If you don't truly understand the whole system and you don't have a business case for what your new system would do then DON'T rewrite.
On the flip side, if you DO understand a 20million+ line codebase of your company's web app and you know you could rewrite it all yourself/with a small team and make it 10x better then definitely don't waste time arguing with your boss about whether refactoring is a good idea.
Quit and start your own company because you've identified a massive inefficiency in the market to exploit.
You are forgetting to measure. You are saying something to the effect of "if I fry potatoes for too long, I get coal, therefore it's best to eat potatoes raw".
Sometimes the program you are writing is so worthless, it'll be thrown out tomorrow. Sometimes it may outlive you. The later is rare, but not impossible.

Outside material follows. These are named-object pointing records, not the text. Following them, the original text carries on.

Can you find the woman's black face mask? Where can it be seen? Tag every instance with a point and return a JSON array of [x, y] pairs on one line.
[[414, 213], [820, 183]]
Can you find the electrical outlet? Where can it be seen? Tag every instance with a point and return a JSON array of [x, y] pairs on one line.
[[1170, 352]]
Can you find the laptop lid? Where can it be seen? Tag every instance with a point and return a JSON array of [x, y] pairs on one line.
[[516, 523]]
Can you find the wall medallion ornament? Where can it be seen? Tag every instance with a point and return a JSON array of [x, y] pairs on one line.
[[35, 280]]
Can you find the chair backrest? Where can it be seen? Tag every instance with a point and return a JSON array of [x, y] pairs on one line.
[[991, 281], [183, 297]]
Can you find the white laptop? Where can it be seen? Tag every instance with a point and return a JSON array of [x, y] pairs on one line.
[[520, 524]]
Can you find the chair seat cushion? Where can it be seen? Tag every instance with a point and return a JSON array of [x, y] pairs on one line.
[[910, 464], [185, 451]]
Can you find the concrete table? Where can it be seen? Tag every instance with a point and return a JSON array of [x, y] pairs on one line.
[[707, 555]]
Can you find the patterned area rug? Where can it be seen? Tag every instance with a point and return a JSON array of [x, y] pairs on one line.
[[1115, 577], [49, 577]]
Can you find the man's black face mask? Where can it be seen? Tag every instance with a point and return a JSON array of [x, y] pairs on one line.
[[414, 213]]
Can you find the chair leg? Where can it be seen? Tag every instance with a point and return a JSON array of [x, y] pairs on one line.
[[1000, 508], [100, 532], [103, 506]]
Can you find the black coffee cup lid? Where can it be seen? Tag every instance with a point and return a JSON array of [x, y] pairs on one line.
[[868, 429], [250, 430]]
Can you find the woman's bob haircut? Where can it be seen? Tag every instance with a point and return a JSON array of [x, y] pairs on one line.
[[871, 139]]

Eg. my former boss has some of its code flying on an satellite, circling the Earth some 30 odd years.
My personal oldest code that is still alive (that I'm aware of) is some minor stuff in cl-gd library (Common Lisp bindings to GD library). It's about 15 years old now.
For my day job, I work for a company whose codebase was started some time in late 90's. While things have changed over time, some, and especially design decisions are still there. A lot of them are painfully wrong, and have been a burden on this company for the last 20+ years.
Oh, and should I mention the 32-bit sized IPv4 addresses?
----
How much should one invest into design? how often should cornerstone ideas be revisited? -- Definitely not nothing and definitely not never. But how to know when it's the right amount? -- I don't believe anyone has a strategy for finding out. Good (or lucky) project managers will have a good guess about the timing.
There two kinds of phases a product lives under: growing and maintenance.
Maintenance mode products aren’t growing revenue. They might get a few new features but the main goal is to not mess with the cash cow unless you need to patch or make a special customer a new feature. It will fade into irrelevance with time as something new replaces it.
Projects that are growing need to scale and adapt to new environments and use cases. If you treat these with disrespect then your business will suffer and you’re less likely to make that new feature or big pivot needed to become a cash cow.
One refactored everything endlessly to a fault, wrote tests for everything and emulators for every external piece of hardware.
The other rarely/never refactored and was focused on ends-justify-means functionality.
They hated each other and progress was very slow because they could not work together at all.
My two cents is that all products of engineering are temporary. Software (and hardware) are not eternal. What you write today you will eventually become obsolete.
Your entire app will eventually be re-written. If not by you then by your competitor who takes you out.
There is no such thing as perfect or optimal code because what is great for now won't be great for tomorrow.
With that in mind, good refactoring is like good math. Taking a long and complex system of code and replacing it with something functionally better and far simpler and easy to understand.
Bad refactoring is just moving things around for "understandability" or in a lot of cases one developer rewriting something in their own idiosyncratic style because they don't understand the style of the programmer before them.
And the final point is don't be afraid to rewrite the entire system if you have that ability.
Since the development process is about defining functionality as much as enacting it, once you have a finished application, you can re-create it much faster and simpler than it was originally written.
The Apollo missions got to the moon and back with 145000 lines of code you don't need 20 million + for your web app.